Dalhousie University ordered to pay ex-student nearly $50K
Justice says university researcher did not act in student's best interests

A former doctoral student at Dalhousie University has won a judgment worth nearly $50,000 against the university for breach of contract.
Tara Tapics, 42, is now a doctoral student at Sherbrooke University in Quebec. But in 2010, she was part of a research project studying leatherback turtles at Dalhousie that she hoped would lead to a PhD with the Halifax-based university.
According to a court decision released Tuesday, the project got bogged down, in large measure because of friction between Tapics and one of her supervisors, Dr. Michael James. He works for the Department of Fisheries and Oceans at the Bedford Institute of Oceanography (BIO) and is a senior species-at-risk researcher.

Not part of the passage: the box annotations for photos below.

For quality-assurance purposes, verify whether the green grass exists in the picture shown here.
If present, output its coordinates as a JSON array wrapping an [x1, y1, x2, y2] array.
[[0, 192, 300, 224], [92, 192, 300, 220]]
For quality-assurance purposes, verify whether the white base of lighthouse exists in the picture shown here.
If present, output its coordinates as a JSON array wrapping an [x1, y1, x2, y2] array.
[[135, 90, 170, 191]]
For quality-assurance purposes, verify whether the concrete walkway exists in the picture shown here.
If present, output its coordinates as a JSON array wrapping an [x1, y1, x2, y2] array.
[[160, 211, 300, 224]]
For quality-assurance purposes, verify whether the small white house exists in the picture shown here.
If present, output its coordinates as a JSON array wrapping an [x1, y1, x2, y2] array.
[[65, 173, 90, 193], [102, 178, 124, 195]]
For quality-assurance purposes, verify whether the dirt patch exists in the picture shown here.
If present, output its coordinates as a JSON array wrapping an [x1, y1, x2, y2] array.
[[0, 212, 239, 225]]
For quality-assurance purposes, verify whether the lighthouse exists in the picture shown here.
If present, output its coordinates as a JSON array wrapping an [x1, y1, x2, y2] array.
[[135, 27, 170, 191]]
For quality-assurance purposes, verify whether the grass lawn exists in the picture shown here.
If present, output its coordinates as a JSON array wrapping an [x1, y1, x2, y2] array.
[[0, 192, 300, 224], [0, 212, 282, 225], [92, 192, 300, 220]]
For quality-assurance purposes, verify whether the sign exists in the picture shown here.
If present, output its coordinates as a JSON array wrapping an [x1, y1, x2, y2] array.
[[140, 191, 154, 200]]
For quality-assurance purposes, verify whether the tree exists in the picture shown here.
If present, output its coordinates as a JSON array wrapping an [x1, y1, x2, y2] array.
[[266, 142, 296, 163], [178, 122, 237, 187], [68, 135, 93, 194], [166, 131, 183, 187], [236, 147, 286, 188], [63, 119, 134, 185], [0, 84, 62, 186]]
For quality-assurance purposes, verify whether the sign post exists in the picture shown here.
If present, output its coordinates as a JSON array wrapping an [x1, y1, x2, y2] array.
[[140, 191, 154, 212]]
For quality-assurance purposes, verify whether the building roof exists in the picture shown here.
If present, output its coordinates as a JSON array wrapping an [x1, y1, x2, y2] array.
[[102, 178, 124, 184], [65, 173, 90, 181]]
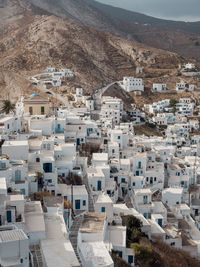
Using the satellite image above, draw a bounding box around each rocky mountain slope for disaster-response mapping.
[0,0,188,100]
[23,0,200,61]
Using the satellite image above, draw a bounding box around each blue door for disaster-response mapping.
[97,181,101,191]
[6,210,12,222]
[128,255,133,264]
[20,188,26,196]
[75,199,81,210]
[43,163,52,173]
[76,138,80,146]
[158,219,162,227]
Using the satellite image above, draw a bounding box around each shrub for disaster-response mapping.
[131,243,154,266]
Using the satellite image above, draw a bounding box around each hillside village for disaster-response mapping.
[0,64,200,267]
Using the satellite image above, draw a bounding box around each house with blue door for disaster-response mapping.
[57,184,88,211]
[131,152,147,176]
[55,118,66,134]
[131,188,152,218]
[86,166,106,193]
[94,192,113,223]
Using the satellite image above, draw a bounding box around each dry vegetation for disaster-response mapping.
[130,88,195,108]
[134,124,162,136]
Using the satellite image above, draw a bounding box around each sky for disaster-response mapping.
[96,0,200,21]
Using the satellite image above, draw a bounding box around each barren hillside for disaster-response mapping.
[0,0,189,101]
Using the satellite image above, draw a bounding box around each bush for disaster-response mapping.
[131,243,154,266]
[169,98,177,107]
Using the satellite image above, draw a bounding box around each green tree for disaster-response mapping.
[126,215,143,246]
[1,100,15,114]
[131,243,154,266]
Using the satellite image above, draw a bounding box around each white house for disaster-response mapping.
[122,77,144,92]
[153,83,167,92]
[78,212,114,267]
[0,227,30,267]
[57,184,88,211]
[162,187,183,206]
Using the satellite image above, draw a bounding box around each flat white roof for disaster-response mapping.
[58,184,88,196]
[96,193,112,203]
[163,187,183,194]
[106,225,126,247]
[0,229,28,243]
[79,241,113,267]
[148,220,165,234]
[24,201,45,232]
[3,140,28,146]
[0,117,14,123]
[134,188,151,195]
[0,177,7,194]
[92,153,108,161]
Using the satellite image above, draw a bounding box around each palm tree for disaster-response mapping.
[1,100,15,114]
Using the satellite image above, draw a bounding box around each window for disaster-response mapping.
[47,144,51,150]
[143,196,148,204]
[15,170,21,182]
[128,255,133,264]
[41,107,44,115]
[29,107,33,115]
[0,162,6,169]
[101,207,106,212]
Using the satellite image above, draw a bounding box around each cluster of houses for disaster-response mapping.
[0,79,200,267]
[118,77,195,95]
[31,68,74,87]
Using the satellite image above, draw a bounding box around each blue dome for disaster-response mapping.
[31,94,40,97]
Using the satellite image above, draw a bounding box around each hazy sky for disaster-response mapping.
[96,0,200,21]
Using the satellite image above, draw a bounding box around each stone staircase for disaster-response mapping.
[69,213,83,264]
[69,176,94,264]
[83,176,94,212]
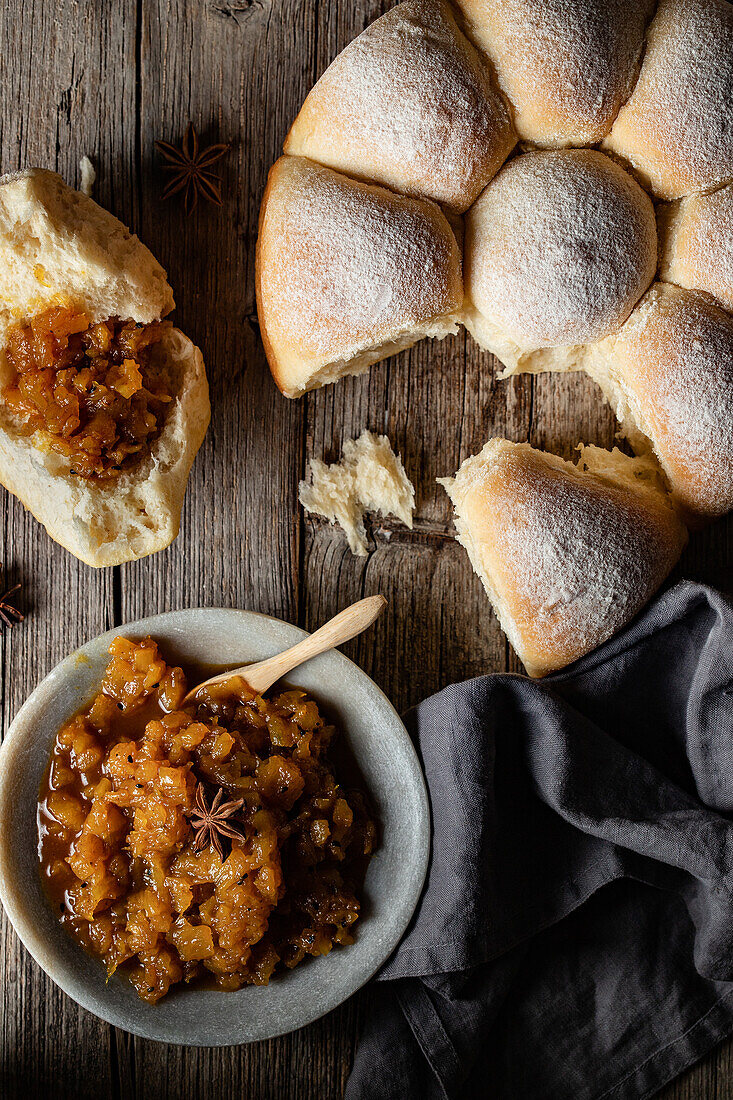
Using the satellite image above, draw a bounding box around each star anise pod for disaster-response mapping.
[0,584,25,626]
[186,783,244,859]
[155,122,229,215]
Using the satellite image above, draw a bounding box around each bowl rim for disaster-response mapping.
[0,607,431,1047]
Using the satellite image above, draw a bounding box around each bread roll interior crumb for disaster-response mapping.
[298,431,415,557]
[439,439,687,677]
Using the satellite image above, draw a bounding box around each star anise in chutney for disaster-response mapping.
[186,783,244,859]
[155,122,229,215]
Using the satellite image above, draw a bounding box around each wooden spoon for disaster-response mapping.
[183,596,386,704]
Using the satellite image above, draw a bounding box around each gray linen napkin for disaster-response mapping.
[347,582,733,1100]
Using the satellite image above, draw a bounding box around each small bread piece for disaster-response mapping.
[298,431,415,558]
[441,439,687,677]
[256,156,463,397]
[285,0,516,213]
[0,169,210,567]
[657,187,733,310]
[604,0,733,199]
[457,0,654,149]
[464,150,657,373]
[588,283,733,521]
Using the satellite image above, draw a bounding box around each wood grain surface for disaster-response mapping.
[0,0,733,1100]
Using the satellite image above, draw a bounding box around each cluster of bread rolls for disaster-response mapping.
[256,0,733,674]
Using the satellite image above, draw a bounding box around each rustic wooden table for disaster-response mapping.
[0,0,733,1100]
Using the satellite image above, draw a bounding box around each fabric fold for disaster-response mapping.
[347,582,733,1100]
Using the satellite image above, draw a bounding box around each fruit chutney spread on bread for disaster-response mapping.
[2,306,173,479]
[0,168,210,567]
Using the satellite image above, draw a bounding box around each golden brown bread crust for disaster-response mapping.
[457,0,654,149]
[284,0,516,213]
[590,283,733,520]
[255,156,463,397]
[657,186,733,311]
[604,0,733,199]
[464,150,657,358]
[444,439,686,677]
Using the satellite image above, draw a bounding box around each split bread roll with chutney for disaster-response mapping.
[657,187,733,311]
[280,0,516,213]
[457,0,654,147]
[588,283,733,525]
[464,150,657,374]
[441,439,687,677]
[255,156,463,397]
[604,0,733,199]
[0,168,209,567]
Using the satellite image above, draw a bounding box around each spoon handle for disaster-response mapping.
[241,596,386,694]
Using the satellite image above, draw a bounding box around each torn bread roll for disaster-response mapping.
[280,0,516,213]
[464,150,657,374]
[0,168,209,567]
[588,283,733,523]
[657,186,733,310]
[256,156,463,397]
[441,439,687,677]
[457,0,654,147]
[298,431,415,558]
[604,0,733,199]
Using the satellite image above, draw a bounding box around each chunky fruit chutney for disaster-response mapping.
[2,306,172,479]
[39,638,375,1002]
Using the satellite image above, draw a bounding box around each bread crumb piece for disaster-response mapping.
[79,156,97,198]
[298,431,415,558]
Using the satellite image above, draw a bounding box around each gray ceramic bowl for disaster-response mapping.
[0,609,429,1046]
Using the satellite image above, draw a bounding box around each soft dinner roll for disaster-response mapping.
[442,439,686,677]
[589,283,733,517]
[0,168,209,565]
[658,187,733,310]
[605,0,733,199]
[256,156,463,397]
[285,0,516,212]
[457,0,654,147]
[464,150,657,373]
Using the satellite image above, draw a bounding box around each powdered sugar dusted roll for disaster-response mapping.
[285,0,516,212]
[658,187,733,310]
[256,156,463,397]
[464,150,657,371]
[457,0,654,147]
[590,283,733,518]
[435,439,686,677]
[605,0,733,199]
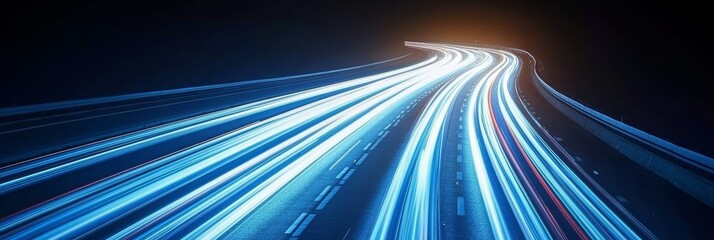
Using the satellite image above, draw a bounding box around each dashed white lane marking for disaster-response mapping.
[369,131,389,151]
[315,186,340,210]
[335,167,350,179]
[340,168,356,185]
[456,197,466,216]
[328,140,362,170]
[293,213,315,237]
[285,213,307,234]
[315,185,332,202]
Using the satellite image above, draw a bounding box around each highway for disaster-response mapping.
[0,42,714,239]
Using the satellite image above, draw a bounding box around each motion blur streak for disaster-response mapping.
[0,42,668,239]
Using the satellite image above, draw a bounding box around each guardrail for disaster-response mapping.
[509,49,714,207]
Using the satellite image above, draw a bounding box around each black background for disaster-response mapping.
[0,1,714,156]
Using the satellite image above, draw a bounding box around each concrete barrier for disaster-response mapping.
[509,49,714,207]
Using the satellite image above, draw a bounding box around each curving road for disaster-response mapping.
[0,42,714,239]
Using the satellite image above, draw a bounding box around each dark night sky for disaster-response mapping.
[0,1,714,156]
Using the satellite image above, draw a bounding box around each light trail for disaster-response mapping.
[0,42,696,239]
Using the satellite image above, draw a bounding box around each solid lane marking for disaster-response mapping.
[335,167,350,178]
[285,213,307,234]
[456,197,466,216]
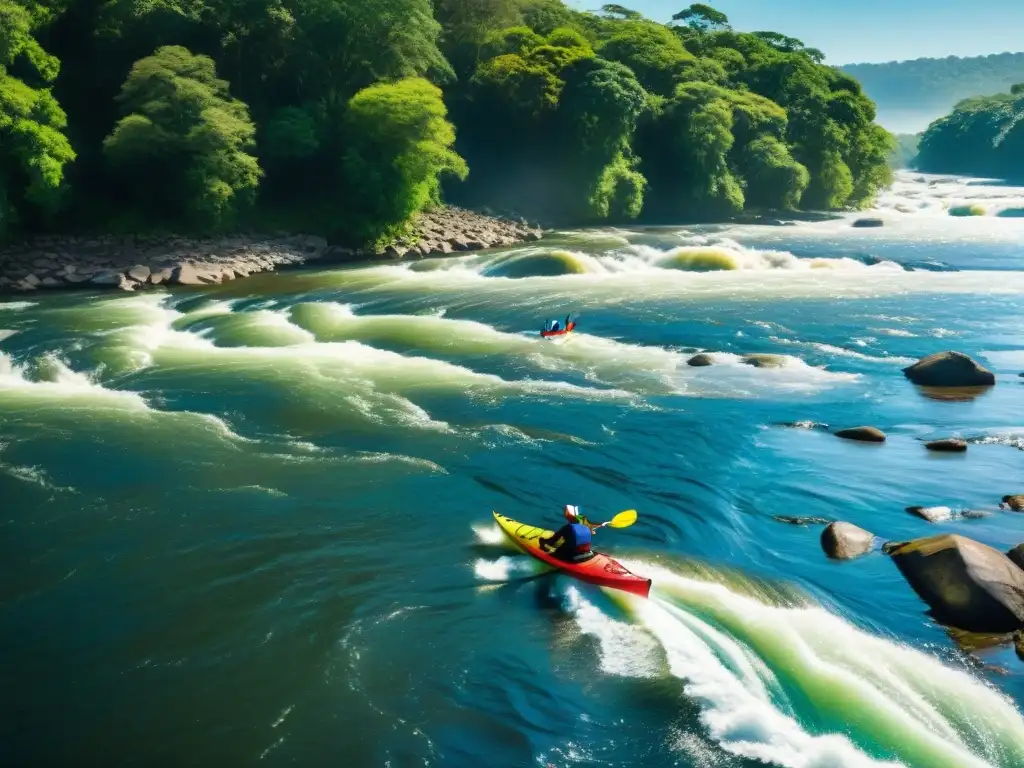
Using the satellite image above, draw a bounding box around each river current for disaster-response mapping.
[0,174,1024,768]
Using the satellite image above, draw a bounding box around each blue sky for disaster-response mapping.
[567,0,1024,65]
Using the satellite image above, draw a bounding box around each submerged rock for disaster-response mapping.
[925,437,967,454]
[906,507,953,522]
[740,354,785,368]
[903,351,995,387]
[1007,544,1024,570]
[780,421,828,432]
[887,534,1024,632]
[999,495,1024,512]
[836,427,886,442]
[772,515,831,527]
[821,522,874,560]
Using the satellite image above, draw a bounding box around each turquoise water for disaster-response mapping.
[0,176,1024,768]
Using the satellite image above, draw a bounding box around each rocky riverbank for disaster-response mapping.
[0,207,542,293]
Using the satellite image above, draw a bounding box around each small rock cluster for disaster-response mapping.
[379,207,542,259]
[0,236,327,292]
[0,207,543,293]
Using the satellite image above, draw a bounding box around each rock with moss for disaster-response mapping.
[886,534,1024,633]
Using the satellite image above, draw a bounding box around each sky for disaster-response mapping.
[566,0,1024,65]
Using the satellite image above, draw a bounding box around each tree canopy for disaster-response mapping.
[912,83,1024,181]
[0,0,897,243]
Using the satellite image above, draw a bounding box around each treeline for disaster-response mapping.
[0,0,893,242]
[842,53,1024,128]
[913,83,1024,181]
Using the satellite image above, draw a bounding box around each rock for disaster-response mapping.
[150,266,174,286]
[835,427,886,442]
[170,264,220,286]
[740,354,785,368]
[906,507,953,522]
[1007,544,1024,569]
[925,437,967,454]
[903,351,995,387]
[128,264,150,283]
[302,234,328,255]
[821,522,874,560]
[89,271,124,286]
[779,421,828,432]
[890,534,1024,633]
[772,515,831,526]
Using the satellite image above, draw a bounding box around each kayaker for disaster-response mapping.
[539,504,597,562]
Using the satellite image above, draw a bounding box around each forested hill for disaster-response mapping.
[913,83,1024,182]
[842,53,1024,133]
[0,0,893,242]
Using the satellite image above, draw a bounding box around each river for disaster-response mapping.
[0,174,1024,768]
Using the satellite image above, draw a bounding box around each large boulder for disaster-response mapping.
[1007,544,1024,569]
[821,522,874,560]
[836,427,886,442]
[903,352,995,387]
[887,534,1024,633]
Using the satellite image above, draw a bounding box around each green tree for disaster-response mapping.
[103,46,261,227]
[597,20,693,95]
[672,3,731,32]
[342,78,469,240]
[0,0,75,238]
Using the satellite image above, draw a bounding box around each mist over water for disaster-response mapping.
[0,174,1024,768]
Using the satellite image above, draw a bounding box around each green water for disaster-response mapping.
[0,171,1024,768]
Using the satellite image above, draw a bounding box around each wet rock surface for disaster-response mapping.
[0,207,543,293]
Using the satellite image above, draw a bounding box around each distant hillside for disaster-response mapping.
[840,53,1024,133]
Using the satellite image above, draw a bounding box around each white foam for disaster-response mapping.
[473,555,542,582]
[0,351,150,411]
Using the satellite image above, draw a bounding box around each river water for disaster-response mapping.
[0,175,1024,768]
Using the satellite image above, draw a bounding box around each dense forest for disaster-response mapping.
[889,133,921,169]
[913,83,1024,181]
[0,0,893,243]
[842,53,1024,133]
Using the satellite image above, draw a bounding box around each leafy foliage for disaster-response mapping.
[0,0,75,237]
[842,53,1024,132]
[103,46,261,226]
[0,0,897,242]
[913,87,1024,180]
[343,78,469,239]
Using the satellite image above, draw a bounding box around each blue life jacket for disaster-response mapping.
[572,522,594,552]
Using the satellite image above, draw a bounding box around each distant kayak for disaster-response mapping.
[541,328,572,339]
[541,321,575,339]
[495,512,650,597]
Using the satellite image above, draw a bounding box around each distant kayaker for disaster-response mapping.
[539,504,597,562]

Relations between James and Tapics became strained and deteriorated over the course of the project. The head of the research project, Dr. Christopher Taggart, eventually met with the dean of the faculty of graduate studies over concerns about conditions James wanted to impose on Tapics' work.
The dean ended James' appointment with the faculty and Tapics changed her PhD topic and began working with a new supervisor.
In the decision released Tuesday, a justice of the Nova Scotia Supreme Court ruled that Dalhousie breached its responsibilities to Tapics because the university should have known that James had a conflict of interest.
In addition to his work at BIO and Dalhousie, James is also one of the founders of the Canadian Sea Turtle Network (CSTN), an organization that works to conserve endangered sea turtles. His wife, Kathleen Martin, works as the network's executive director.
'Not acting in Tara Tapics' best interests'
The data Tapics used in her doctoral research was supplied by CSTN. While she hoped to use it to complete her PhD, James, according to evidence before the court, was only interested in producing a single research paper with that data and tried to steer Tapics' efforts in that direction.
"Dr. James' role with, and identification with, CSTN resulted in him not acting in Tara Tapics' best interests when he tried to control and direct the research as he saw fit for his/CSTN's purposes," Justice Suzanne Hood noted in her decision.
In its defence, the university claimed the problem was strictly with James.

In her decision, Hood disagreed, saying the university clearly had a responsibility.
"It was negligent in not enforcing its conflict of interest policy. It had an obligation to do so," she wrote.
Hood calculated $48,750 as the amount of earnings Tapics potentially lost because she failed to complete her PhD at Dalhousie when she expected to do so.